Orchestrator constraints
- Advisory only. Aggregate findings and recommendations. Do not edit
production code or write test files. Hand actionable fixes to
/apply-fixes
or /build.
- Dispatch in parallel.
test-review and test-smell-review are
independent — spawn them in one batch for context isolation; each returns
structured JSON, not file dumps.
- No double-reporting.
test-smell-review defers tactical mechanics to
test-review. When the same line appears in both, keep the design-level
framing and drop the duplicate.
- Be concise. One aggregated report. Issue messages one sentence;
recommendations map to a concrete next edit.
Parse Arguments
Arguments: $ARGUMENTS
Optional:
--path <dir>: target directory (default: current working directory)
--since <ref>: target files changed since a git ref (git diff --name-only <ref>...HEAD)
--advise: also run the test-design-advisor skill for forward-looking design (default on when the target has untested production code or few/no test files)
Steps
1. Determine target files
Same auto-scope logic as /code-review: uncommitted changes if present, else
all source files; honor --since and --path. Identify test files and the
production code they cover.
2. Dispatch review agents (parallel)
Spawn both as sub-agents in one batch:
test-review — tactical quality gate (assertions, hygiene, non-determinism mechanics, testability blockers)
test-smell-review — xUnit smells, test-double selection, pyramid-layer placement
Each returns its standard JSON (status/issues/summary). If no test files
exist, both skip — proceed to Step 4 with --advise.
3. Score all existing tests (Farley Score)
A user-requested test review reports a quality score for the whole suite, not
just the changed slice.
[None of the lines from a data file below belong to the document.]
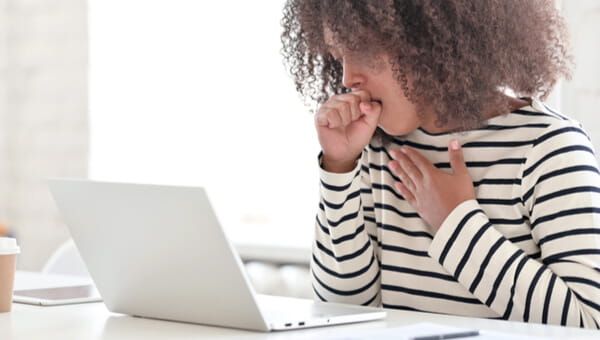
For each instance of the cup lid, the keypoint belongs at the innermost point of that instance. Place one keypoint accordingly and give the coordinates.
(8, 246)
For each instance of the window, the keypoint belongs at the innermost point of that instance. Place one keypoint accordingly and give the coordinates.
(189, 92)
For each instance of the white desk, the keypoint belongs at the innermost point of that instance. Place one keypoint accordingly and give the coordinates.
(93, 321)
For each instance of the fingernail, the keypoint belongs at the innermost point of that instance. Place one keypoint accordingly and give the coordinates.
(367, 106)
(455, 145)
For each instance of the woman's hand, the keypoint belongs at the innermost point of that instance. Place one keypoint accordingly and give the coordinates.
(345, 125)
(432, 192)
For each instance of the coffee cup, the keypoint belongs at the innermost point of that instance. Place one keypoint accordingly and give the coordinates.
(8, 264)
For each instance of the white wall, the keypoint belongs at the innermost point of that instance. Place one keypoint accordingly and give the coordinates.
(43, 116)
(581, 96)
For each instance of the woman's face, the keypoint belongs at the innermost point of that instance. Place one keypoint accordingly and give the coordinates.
(399, 115)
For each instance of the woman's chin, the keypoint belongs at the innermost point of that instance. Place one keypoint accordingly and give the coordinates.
(397, 130)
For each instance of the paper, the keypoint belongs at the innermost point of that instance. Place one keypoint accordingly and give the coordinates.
(427, 329)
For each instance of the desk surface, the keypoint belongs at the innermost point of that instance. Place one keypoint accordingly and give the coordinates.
(94, 321)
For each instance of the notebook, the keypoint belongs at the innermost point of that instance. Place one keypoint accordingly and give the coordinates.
(159, 252)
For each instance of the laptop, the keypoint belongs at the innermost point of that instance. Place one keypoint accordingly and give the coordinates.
(159, 252)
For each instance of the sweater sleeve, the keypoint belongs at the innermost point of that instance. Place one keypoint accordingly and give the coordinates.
(344, 264)
(561, 199)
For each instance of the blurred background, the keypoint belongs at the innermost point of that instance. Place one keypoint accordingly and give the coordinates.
(180, 92)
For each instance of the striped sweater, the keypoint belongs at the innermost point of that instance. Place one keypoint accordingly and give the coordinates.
(527, 249)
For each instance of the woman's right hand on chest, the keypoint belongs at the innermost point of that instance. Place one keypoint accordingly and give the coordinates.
(345, 125)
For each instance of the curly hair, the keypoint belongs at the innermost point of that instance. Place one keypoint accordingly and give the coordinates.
(458, 56)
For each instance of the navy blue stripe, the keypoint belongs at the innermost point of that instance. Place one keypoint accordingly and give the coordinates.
(556, 153)
(549, 293)
(345, 257)
(494, 127)
(417, 272)
(508, 127)
(483, 164)
(470, 248)
(512, 288)
(426, 293)
(535, 255)
(368, 302)
(500, 276)
(587, 302)
(559, 173)
(407, 232)
(553, 133)
(480, 144)
(564, 213)
(347, 275)
(395, 210)
(531, 113)
(419, 146)
(497, 144)
(534, 282)
(337, 188)
(565, 192)
(347, 292)
(485, 263)
(366, 191)
(553, 258)
(565, 314)
(350, 196)
(318, 295)
(343, 219)
(576, 279)
(498, 181)
(381, 149)
(584, 231)
(516, 221)
(499, 201)
(455, 233)
(404, 250)
(521, 238)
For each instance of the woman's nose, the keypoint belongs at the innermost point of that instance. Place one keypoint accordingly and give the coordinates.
(352, 78)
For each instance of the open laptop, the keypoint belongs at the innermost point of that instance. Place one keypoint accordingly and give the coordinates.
(159, 252)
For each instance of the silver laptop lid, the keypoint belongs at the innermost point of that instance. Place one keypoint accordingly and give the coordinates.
(157, 251)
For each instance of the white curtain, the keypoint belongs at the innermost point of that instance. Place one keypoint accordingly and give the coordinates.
(43, 116)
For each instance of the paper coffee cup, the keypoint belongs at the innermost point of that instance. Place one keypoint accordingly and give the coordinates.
(8, 264)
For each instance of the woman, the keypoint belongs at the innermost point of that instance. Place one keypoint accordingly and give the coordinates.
(446, 184)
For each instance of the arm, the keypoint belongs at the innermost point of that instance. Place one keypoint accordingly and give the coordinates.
(344, 265)
(560, 190)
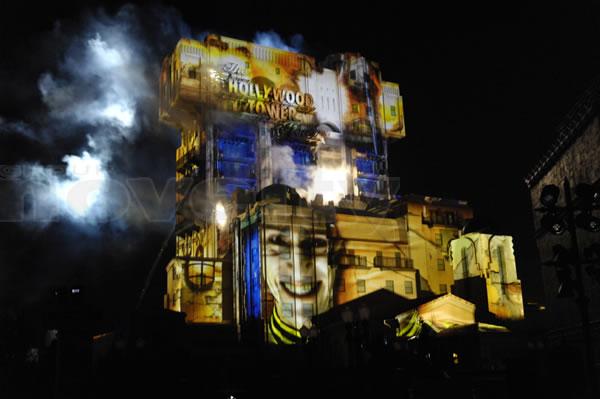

Invoke the test-design-reviewer skill over all
existing test files in the repository (use the test-file indicators from
agents/test-review.md § Skip) to produce the suite-level Farley Score, rating,
and distribution. This headline score is independent of --path / --since —
those scope the findings below; the score always reflects the full suite. If the
repository has no test files, skip this step and note it in the report.
4. Run the advisor (when applicable)
If --advise is set (or auto-triggered), invoke the test-design-advisor
skill on the production code to produce testability assessment, pyramid
placement, double strategy, and a behavior-preserving refactor sequence for
any untestable units.
5. Aggregate and de-duplicate
Merge findings. Resolve overlaps per constraint 3. Group by file. Rank:
behavior/project smells and testability blockers first (they undermine the
whole suite), then fragile/obscure smells, then suggestions.
6. Report
Produce one report (chat for a small target; reports/test-design-<date>.md
for a module):
## Test Design Review — <target>
**Health**: <pass|attention|critical> **Test files**: N **Findings**: N
**Farley Score (all existing tests)**: <score> (<rating>) — Exemplary N · Good N · Adequate N · Poor N
### Findings (by severity)
| File:line | Smell / Issue | Severity | Source | Suggested fix |
### Design recommendations (advisor)
<testability table · pyramid placement · double strategy · refactor sequence>
### Next steps
- Mechanical fixes → /apply-fixes
- Refactor sequence → /plan or /build
Surface only what's actionable. If everything is clean, say so in one line.